O.k. I will tell you. Maybe you or your friends guessed right. Barnacles need to protect themselves from the sunlight and the heat of the sun, and from the waves that crash all around them. Next time you go to the tidepool, try to find a pool full of lots of cold water and look in it. If you watch for a while, I bet you will see a barnacle feeding! It is not hiding because the tidepool is so comfortable that is can eat (a scientist would say the condition of the tidepool is good for feeding). BUT...if there are big waves or a hot sun shining down hard on it, then the barnacle stays in its shell, and waits until the "conditions" are better.
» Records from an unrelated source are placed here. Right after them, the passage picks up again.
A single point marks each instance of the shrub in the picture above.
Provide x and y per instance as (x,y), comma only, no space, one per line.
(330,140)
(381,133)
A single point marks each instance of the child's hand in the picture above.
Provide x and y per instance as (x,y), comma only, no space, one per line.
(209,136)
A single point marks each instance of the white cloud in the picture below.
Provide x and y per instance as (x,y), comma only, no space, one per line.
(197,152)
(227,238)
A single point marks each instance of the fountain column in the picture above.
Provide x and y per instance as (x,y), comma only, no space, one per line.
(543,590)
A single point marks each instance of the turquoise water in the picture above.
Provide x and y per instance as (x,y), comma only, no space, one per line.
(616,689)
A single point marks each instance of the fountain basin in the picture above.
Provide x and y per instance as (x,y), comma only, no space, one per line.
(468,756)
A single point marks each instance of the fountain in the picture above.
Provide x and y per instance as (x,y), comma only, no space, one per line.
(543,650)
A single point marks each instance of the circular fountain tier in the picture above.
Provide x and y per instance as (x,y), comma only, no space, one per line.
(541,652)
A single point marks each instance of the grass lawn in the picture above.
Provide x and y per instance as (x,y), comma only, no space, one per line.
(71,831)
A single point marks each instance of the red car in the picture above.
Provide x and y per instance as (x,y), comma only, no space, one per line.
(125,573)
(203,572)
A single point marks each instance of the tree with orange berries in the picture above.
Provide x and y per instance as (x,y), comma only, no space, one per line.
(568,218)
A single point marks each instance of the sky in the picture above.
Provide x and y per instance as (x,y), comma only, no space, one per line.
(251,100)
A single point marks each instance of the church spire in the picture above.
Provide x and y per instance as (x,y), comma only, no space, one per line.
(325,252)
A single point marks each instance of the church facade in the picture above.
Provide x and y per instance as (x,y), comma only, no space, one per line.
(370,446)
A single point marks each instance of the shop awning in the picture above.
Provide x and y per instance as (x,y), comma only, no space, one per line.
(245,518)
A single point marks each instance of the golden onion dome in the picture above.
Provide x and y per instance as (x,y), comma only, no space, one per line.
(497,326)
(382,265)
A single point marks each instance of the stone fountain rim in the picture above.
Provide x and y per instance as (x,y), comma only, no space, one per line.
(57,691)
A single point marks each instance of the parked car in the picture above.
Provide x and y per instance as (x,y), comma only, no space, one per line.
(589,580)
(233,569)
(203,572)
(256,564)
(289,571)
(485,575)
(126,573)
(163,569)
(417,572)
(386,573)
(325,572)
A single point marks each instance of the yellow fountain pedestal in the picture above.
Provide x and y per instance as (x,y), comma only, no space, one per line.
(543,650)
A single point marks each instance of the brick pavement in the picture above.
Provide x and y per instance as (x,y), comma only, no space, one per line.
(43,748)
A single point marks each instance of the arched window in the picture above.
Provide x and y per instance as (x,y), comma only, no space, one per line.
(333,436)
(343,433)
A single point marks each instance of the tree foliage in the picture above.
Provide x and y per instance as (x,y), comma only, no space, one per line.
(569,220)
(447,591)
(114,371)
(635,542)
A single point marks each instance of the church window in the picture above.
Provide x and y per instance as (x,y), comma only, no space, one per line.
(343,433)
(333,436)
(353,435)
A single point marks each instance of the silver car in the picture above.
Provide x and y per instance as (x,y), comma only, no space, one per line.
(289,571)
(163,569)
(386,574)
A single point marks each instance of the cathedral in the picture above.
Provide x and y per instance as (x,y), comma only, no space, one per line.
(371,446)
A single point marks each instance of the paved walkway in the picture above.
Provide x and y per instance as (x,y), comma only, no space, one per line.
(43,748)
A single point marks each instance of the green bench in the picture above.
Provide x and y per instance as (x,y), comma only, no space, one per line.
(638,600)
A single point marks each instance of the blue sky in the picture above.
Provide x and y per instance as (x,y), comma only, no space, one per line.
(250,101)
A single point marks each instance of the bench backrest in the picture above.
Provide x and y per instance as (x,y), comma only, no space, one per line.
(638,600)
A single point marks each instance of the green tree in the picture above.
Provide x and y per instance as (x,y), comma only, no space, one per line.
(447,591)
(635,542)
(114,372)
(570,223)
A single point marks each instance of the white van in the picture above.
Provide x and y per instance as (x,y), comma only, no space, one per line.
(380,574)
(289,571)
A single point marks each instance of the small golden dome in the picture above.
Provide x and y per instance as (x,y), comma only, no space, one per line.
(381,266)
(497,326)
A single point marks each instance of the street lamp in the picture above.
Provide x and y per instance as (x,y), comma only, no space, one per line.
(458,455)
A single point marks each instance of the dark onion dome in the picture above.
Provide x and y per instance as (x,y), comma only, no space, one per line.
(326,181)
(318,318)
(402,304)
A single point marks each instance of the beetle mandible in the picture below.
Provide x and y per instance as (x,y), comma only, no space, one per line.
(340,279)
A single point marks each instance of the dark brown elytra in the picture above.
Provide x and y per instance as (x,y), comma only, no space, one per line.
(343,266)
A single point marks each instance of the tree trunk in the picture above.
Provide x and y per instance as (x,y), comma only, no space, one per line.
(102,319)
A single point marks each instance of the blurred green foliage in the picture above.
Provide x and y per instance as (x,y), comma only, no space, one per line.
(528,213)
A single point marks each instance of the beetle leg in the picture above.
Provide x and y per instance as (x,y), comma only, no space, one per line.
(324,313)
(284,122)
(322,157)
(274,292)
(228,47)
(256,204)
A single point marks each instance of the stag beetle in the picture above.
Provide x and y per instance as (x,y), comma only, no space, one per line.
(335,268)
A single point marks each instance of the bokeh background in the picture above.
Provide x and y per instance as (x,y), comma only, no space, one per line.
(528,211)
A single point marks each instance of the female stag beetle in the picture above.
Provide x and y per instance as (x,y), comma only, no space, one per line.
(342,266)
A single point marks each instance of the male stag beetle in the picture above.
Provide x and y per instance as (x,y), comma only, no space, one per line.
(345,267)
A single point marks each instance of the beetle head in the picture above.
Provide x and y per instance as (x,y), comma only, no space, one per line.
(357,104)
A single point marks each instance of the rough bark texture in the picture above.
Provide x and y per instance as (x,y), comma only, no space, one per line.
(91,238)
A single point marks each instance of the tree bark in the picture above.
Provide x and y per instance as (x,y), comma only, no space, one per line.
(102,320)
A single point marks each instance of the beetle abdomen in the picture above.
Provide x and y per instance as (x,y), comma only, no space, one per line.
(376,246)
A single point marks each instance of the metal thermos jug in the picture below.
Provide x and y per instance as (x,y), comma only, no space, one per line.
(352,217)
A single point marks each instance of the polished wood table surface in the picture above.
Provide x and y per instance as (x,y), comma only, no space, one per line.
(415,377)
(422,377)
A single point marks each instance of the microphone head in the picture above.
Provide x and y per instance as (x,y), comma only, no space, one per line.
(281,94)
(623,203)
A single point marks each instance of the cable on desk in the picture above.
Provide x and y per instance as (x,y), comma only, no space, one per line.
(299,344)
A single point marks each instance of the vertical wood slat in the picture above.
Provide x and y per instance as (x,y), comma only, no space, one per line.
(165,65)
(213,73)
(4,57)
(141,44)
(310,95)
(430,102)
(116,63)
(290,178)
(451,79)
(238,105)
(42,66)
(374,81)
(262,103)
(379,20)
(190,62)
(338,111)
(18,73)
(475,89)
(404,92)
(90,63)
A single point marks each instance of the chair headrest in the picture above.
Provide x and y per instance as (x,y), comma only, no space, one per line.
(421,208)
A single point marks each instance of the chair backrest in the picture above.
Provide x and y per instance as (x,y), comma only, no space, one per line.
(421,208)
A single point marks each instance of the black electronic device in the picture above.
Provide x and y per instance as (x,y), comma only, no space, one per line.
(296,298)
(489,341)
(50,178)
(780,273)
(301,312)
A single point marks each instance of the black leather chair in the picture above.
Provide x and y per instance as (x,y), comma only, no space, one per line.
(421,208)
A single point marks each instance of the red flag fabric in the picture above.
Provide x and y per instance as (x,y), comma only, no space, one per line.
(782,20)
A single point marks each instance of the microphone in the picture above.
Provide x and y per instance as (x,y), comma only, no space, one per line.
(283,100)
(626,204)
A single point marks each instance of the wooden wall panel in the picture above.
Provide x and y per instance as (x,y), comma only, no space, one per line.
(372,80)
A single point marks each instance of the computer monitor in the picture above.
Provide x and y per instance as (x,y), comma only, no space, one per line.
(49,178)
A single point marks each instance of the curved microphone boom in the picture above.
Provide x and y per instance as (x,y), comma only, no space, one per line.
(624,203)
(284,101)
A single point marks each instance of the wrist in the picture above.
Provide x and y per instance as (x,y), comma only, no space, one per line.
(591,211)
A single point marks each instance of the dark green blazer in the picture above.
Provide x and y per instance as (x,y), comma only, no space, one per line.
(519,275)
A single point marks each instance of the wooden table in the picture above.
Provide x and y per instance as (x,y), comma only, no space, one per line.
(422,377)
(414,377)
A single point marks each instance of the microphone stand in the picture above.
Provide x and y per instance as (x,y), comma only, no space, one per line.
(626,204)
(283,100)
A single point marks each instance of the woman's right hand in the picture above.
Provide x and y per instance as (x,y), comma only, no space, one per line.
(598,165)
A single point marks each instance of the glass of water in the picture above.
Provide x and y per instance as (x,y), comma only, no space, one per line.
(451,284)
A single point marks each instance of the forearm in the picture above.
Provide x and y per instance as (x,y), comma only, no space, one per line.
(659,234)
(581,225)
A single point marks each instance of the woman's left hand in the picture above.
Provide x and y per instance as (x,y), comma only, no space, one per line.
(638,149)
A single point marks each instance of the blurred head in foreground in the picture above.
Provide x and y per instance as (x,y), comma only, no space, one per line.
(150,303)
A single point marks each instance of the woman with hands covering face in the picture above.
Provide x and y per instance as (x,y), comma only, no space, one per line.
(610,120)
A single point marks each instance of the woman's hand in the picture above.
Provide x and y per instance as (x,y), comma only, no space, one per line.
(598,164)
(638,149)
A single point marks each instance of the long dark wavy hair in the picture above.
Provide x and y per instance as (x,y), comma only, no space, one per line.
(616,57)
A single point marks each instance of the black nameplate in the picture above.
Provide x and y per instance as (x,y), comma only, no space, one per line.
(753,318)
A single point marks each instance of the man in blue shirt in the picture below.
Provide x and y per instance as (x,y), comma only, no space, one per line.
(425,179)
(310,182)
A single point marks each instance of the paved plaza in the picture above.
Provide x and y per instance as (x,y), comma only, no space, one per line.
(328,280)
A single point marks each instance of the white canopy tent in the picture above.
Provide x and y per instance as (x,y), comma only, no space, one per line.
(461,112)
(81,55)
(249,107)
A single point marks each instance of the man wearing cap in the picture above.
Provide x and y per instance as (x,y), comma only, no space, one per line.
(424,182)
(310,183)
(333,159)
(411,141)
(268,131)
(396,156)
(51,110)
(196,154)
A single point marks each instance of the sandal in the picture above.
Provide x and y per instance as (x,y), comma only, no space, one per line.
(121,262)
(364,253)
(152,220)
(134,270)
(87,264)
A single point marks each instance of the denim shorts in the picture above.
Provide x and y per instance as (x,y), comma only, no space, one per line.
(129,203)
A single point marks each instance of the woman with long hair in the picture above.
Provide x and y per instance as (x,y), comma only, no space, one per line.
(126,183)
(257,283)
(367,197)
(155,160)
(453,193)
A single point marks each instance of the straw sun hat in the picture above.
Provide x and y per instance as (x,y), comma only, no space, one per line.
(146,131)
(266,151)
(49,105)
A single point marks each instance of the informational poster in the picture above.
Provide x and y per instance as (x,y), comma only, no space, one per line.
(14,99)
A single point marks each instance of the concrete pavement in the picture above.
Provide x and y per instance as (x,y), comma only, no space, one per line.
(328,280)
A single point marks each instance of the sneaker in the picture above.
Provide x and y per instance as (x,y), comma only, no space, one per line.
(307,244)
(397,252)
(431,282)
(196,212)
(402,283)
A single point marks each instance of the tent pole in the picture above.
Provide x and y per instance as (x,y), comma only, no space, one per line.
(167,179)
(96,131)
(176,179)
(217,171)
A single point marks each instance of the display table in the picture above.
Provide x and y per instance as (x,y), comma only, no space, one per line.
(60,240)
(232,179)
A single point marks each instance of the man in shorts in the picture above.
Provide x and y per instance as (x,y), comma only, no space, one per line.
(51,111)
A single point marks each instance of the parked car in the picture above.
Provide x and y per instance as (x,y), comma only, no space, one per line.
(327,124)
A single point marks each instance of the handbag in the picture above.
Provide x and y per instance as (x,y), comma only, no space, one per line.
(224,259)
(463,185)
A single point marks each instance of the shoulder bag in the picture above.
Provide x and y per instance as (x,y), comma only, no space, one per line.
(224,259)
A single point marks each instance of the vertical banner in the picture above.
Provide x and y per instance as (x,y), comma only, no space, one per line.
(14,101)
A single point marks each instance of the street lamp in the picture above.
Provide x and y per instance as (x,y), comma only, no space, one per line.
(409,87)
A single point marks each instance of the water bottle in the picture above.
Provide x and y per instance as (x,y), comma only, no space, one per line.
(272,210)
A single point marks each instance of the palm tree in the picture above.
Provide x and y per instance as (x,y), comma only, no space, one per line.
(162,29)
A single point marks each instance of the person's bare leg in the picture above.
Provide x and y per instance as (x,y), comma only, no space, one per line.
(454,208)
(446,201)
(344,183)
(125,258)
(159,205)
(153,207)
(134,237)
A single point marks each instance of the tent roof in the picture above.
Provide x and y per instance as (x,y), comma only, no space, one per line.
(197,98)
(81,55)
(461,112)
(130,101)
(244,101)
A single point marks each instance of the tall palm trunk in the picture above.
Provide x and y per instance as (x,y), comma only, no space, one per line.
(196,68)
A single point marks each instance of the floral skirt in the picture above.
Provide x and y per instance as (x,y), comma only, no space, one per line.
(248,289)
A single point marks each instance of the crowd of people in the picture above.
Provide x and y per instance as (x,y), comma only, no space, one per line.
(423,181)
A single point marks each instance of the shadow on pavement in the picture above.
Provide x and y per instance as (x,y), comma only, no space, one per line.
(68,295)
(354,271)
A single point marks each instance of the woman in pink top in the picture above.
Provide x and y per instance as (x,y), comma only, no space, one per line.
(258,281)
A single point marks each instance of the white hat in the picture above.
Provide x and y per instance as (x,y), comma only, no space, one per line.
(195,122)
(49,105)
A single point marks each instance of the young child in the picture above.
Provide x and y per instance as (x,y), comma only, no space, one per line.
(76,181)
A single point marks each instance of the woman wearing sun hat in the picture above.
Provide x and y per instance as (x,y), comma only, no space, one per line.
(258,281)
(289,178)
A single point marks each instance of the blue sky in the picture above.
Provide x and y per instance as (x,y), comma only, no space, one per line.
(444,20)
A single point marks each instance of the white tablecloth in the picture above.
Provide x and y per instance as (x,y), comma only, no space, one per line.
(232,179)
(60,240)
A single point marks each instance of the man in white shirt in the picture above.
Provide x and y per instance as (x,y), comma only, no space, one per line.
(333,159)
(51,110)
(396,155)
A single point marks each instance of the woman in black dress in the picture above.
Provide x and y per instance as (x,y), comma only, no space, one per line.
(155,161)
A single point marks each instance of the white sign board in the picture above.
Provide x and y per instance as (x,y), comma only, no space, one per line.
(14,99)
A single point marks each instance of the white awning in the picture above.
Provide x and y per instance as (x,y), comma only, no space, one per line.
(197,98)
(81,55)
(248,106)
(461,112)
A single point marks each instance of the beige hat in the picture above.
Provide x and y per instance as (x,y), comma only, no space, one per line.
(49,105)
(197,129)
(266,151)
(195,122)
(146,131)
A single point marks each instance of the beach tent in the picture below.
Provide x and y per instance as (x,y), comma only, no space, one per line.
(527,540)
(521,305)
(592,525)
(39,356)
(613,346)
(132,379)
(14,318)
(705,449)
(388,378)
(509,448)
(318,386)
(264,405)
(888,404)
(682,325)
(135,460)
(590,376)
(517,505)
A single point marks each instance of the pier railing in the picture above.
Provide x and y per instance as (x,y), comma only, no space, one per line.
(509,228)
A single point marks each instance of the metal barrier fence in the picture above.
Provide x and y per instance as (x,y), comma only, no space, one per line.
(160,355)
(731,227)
IF you go to a tidepool and there are no barnacles, it might be because the water is too rough or because other things live there that don't like living with barnacles and try to keep them out. But usually there are barnacles, and maybe you just can't see them because they hide themselves so well.


Answer 4:

The barnacle animal cannot get dried out or it will die, therefore, it closes off the top of its protective covering when the tide goes out and the water no longer covers it. It does this so it can keep its moisture at a constant level. When the tide goes out the barnacle can also no longer feed (which is does through that opening too), and lastly, the barnacle animal is vulnerable to predators when it is open, so when the tide goes out it also needs to protect itself from hungry seagulls and nosy dogs!


Answer 5:

Some barnacles are gooseneck barnacles, and they stick out quite a way and pull in when you make a shadow over them. But their front ends are covered with shell-like plates, so maybe they're not letting us see them.
I guess barnacles are safer in their shell, because it's hard to eat them. They're probably too dumb to know or care whether we see them or not, because they don't have a brain. I think I remember learning that they have a nerve net instead of the huge clump of nerves we have in our brain and more nerves in our spinal chord and all through our bodies.